MCAC Says Cost Data, Randomized Studies Best for Medicare Coverage

Panel speaks informally, but clearly, as it reflects upon evidence for technologies seeking coverage.

Members of the Medicare Coverage Advisory Committee (MCAC) made it clear in a December 8 meeting of the group's executive committee that they believe randomized controlled clinical trials-the longest, most difficult, and costliest form of data-are the most reliable type of evidence for making Medicare coverage decisions on new technologies. Panel members also spoke of their preference for considering cost and cost-effectiveness of medical products in making coverage judgments, and some argued that new technologies should demonstrate added value above currently available alternatives before they are covered.

MCAC is the public advisory committee established last year by the Health Care Financing Administration (HCFA) that is now beginning to advise the agency on which technologies should be covered by Medicare-much as advisory panels advise FDA on which products should receive regulatory approval.
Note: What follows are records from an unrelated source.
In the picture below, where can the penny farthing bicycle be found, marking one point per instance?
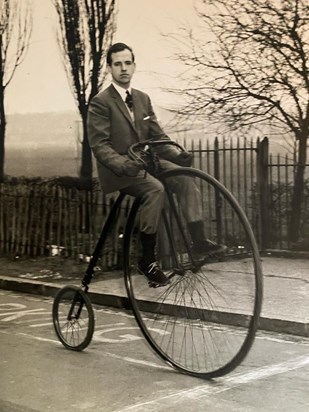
(204, 321)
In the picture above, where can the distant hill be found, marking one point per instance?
(39, 130)
(48, 144)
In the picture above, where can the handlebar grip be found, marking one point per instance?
(141, 146)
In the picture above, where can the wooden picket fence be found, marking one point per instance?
(47, 219)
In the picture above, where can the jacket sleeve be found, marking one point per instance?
(99, 137)
(166, 151)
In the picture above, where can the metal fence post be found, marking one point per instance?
(263, 192)
(217, 195)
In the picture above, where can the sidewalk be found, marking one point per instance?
(286, 287)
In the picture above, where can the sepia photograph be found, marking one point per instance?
(154, 205)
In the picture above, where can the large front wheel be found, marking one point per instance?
(204, 322)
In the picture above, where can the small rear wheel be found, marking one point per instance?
(73, 318)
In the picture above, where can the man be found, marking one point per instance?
(118, 117)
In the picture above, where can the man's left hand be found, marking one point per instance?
(184, 159)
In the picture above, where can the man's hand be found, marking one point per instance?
(184, 159)
(132, 167)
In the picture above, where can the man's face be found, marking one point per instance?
(122, 68)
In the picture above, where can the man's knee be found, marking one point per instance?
(155, 190)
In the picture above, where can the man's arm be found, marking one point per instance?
(166, 151)
(99, 137)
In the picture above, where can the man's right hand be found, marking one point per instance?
(132, 167)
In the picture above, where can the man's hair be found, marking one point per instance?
(115, 48)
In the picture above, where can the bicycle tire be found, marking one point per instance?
(73, 318)
(203, 323)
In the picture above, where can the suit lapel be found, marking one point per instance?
(121, 105)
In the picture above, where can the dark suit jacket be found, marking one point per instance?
(111, 131)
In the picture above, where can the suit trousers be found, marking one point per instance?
(150, 191)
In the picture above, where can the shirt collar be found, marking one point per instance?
(122, 91)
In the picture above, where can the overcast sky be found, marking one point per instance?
(40, 83)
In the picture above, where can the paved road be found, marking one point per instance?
(119, 373)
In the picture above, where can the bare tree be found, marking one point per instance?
(15, 33)
(249, 68)
(86, 32)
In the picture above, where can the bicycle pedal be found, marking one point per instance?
(155, 285)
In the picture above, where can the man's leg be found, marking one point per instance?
(189, 197)
(150, 193)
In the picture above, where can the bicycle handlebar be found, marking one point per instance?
(140, 146)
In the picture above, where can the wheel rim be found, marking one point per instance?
(73, 318)
(204, 322)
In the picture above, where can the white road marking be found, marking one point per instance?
(221, 385)
(136, 361)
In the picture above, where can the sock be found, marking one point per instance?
(148, 246)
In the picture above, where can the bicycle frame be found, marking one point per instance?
(100, 244)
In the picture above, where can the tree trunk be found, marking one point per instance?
(2, 134)
(296, 204)
(86, 166)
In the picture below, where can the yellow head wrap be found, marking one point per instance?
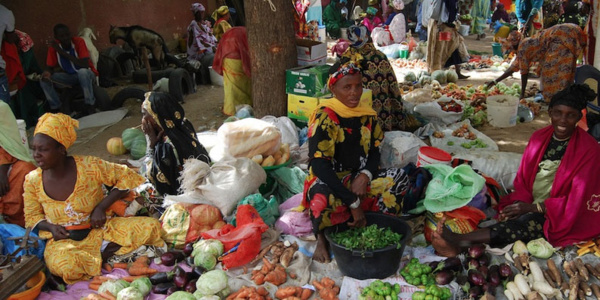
(220, 12)
(59, 126)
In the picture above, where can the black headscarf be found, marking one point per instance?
(576, 96)
(167, 112)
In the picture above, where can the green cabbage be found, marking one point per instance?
(181, 295)
(540, 248)
(113, 286)
(205, 260)
(211, 283)
(130, 293)
(143, 284)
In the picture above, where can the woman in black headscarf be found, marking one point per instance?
(171, 140)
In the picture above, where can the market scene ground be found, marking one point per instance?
(404, 168)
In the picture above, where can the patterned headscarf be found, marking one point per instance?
(348, 68)
(58, 126)
(197, 7)
(358, 35)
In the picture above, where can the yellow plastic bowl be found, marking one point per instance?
(34, 285)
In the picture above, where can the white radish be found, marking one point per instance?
(522, 284)
(512, 286)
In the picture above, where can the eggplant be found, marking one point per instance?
(504, 270)
(452, 264)
(475, 277)
(188, 249)
(444, 277)
(484, 260)
(476, 251)
(474, 292)
(191, 286)
(162, 288)
(180, 280)
(161, 277)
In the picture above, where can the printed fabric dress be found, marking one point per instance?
(346, 146)
(80, 260)
(379, 77)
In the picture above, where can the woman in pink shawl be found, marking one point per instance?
(556, 195)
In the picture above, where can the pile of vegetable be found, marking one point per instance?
(367, 238)
(379, 288)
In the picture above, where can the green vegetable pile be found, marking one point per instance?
(474, 144)
(416, 273)
(380, 290)
(433, 292)
(367, 238)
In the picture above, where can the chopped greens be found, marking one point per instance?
(367, 238)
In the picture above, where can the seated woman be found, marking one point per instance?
(15, 163)
(64, 198)
(556, 192)
(221, 16)
(344, 178)
(172, 140)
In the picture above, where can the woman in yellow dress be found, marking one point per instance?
(221, 16)
(64, 198)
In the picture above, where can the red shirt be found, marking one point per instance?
(81, 51)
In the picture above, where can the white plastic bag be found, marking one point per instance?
(433, 112)
(223, 184)
(399, 148)
(249, 137)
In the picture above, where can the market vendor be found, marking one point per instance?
(556, 49)
(172, 140)
(556, 192)
(64, 199)
(344, 180)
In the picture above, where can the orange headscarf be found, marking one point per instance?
(58, 126)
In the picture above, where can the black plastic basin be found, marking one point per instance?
(380, 263)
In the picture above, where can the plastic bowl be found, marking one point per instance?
(380, 263)
(34, 285)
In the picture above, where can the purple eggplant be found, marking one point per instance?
(504, 270)
(191, 286)
(444, 277)
(483, 270)
(475, 277)
(484, 260)
(475, 292)
(188, 249)
(476, 251)
(162, 288)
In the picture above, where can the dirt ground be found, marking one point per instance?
(203, 109)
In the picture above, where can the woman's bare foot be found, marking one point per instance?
(440, 240)
(322, 251)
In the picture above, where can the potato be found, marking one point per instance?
(268, 162)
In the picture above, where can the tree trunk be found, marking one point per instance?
(272, 45)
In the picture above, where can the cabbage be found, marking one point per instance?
(181, 295)
(130, 293)
(211, 283)
(205, 260)
(451, 76)
(410, 77)
(113, 286)
(540, 248)
(215, 247)
(143, 284)
(439, 75)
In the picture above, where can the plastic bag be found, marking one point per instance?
(249, 137)
(399, 148)
(433, 112)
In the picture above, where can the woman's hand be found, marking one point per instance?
(59, 232)
(359, 185)
(359, 218)
(98, 217)
(516, 210)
In testimony at the meeting, HIMA warned MCAC that decisions on coverage criteria should be made through an open, public rulemaking process, not by MCAC itself. Though the executive committee issued no formal decisions on criteria following HIMA's comments, committee members nevertheless expressed their strong preferences both about the type of criteria they think is most appropriate and the relative hierarchy among types of evidence.

The executive committee also chose not to act upon coverage recommendations on specific technologies from two of its sub-panels-one offered recommendations on lab tests that gauge how a cancer patient will react to certain types of chemotherapy; the other on the combination of stem cell transplantation and high dose chemotherapy for the treatment of multiple myeloma. Instead of acting on the recommendations, the MCAC executive committee returned them to the sub-panels for reconsideration when the executive committee completes its work on a formal, structured method for analyzing evidence and reviewing data on technologies.